Closing a an open question, the here court holds that the use of a more onerous guideline that is promulgated after the date of the offense can violate the Ex Post Facto Clause. But it also concludes that in this particular case there was no ex post facto violation.
At Ortiz’ sentencing for firearms and narcotics offenses, the district court used the amended guideline for an obliterated serial number - the Sentencing Commission had increased the enhancement from two to four levels - even though that amendment was adopted after the date of his offense. On appeal, for the first time, he argued that this violated the Ex Post Facto Clause.
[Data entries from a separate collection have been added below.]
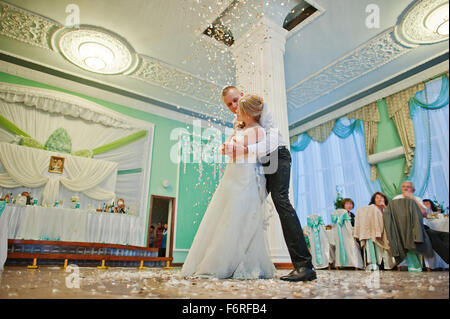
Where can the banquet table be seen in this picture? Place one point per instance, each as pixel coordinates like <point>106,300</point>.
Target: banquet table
<point>63,224</point>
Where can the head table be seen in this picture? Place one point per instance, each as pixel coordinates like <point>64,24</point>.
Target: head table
<point>63,224</point>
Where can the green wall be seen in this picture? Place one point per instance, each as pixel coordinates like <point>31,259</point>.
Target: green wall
<point>389,172</point>
<point>192,197</point>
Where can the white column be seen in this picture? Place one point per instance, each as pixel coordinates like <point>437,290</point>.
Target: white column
<point>259,60</point>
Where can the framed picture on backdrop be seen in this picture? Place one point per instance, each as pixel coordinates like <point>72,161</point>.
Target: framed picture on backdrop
<point>56,164</point>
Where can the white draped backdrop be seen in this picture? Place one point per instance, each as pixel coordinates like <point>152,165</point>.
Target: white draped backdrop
<point>118,173</point>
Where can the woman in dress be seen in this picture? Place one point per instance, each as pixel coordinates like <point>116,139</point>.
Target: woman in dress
<point>231,241</point>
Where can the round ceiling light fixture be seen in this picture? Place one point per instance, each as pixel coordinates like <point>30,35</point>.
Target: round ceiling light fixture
<point>426,22</point>
<point>437,20</point>
<point>95,50</point>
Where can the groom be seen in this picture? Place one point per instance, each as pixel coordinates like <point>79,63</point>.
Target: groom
<point>277,183</point>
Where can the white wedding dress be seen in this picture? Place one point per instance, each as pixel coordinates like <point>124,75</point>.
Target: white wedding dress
<point>231,241</point>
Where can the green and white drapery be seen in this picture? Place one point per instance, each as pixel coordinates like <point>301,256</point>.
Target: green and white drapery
<point>26,166</point>
<point>94,131</point>
<point>413,125</point>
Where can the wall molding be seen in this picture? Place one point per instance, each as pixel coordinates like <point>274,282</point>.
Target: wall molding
<point>417,73</point>
<point>366,58</point>
<point>29,27</point>
<point>143,103</point>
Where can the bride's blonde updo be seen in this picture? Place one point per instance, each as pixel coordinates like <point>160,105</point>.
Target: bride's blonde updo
<point>252,105</point>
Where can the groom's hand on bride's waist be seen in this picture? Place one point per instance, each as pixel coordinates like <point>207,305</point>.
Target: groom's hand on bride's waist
<point>233,150</point>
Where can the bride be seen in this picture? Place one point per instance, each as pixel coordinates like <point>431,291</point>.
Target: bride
<point>231,240</point>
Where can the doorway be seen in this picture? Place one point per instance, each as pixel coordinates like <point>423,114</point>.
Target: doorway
<point>161,217</point>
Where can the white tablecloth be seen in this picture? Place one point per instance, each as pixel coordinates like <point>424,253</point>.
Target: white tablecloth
<point>440,224</point>
<point>51,223</point>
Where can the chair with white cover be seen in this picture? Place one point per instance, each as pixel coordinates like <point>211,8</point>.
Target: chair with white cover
<point>369,229</point>
<point>439,224</point>
<point>320,248</point>
<point>348,252</point>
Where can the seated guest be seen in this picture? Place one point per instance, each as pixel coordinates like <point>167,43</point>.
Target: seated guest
<point>348,205</point>
<point>380,200</point>
<point>403,223</point>
<point>431,206</point>
<point>408,192</point>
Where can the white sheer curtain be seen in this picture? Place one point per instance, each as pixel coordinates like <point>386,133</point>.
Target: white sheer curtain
<point>38,112</point>
<point>322,167</point>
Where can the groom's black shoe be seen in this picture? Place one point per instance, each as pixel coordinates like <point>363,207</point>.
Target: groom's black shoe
<point>300,274</point>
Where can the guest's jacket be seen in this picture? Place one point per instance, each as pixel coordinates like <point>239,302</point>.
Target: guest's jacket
<point>403,223</point>
<point>369,224</point>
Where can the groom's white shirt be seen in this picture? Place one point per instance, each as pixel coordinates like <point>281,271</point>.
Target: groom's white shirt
<point>273,139</point>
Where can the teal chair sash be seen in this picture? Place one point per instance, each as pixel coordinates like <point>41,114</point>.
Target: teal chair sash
<point>372,253</point>
<point>314,224</point>
<point>339,221</point>
<point>2,207</point>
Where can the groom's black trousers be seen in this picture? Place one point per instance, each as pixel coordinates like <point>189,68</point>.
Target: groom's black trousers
<point>277,185</point>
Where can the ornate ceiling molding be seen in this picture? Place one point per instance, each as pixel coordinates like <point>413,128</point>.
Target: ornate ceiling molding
<point>161,74</point>
<point>28,27</point>
<point>412,31</point>
<point>366,58</point>
<point>25,26</point>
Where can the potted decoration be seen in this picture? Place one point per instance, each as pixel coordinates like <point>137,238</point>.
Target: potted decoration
<point>75,201</point>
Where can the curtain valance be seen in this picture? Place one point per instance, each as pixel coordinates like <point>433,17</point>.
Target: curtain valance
<point>60,103</point>
<point>27,167</point>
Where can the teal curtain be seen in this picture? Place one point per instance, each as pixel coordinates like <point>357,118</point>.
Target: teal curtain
<point>420,107</point>
<point>420,98</point>
<point>341,130</point>
<point>301,143</point>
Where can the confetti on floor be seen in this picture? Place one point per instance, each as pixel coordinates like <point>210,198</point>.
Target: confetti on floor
<point>89,282</point>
The circuit noted that there is a circuit split on whether the retrospective application of a harsher, but non-mandatory, guideline implicates the Ex Post Facto Clause. It then adopted the D.C. Circuit’s standard, under which there can be an ex post facto violation if the defendant can show that using the amended guideline “created a substantial risk that” the sentence would be more severe. The court found this standard to be “faithful to Supreme Court jurisprudence explaining that the Clause protects against a post-offense change that ‘creates a significant risk' of increasing the punishment.” But this standard does not “invalidate every sentence imposed after a Guidelines range has been increased after the date of the offense”; it merely recognizes that there may be circumstances “where an amended Guidelines can influence a sentence that violates the Ex Post Facto Clause.”
Here, the “substantial risk” standard does not benefit Ortiz. He received a sentence well below the bottom of the sentencing range, thus there was “no risk at all” that the sentencing judge would have imposed an even lower sentence had she applied the unamended guideline.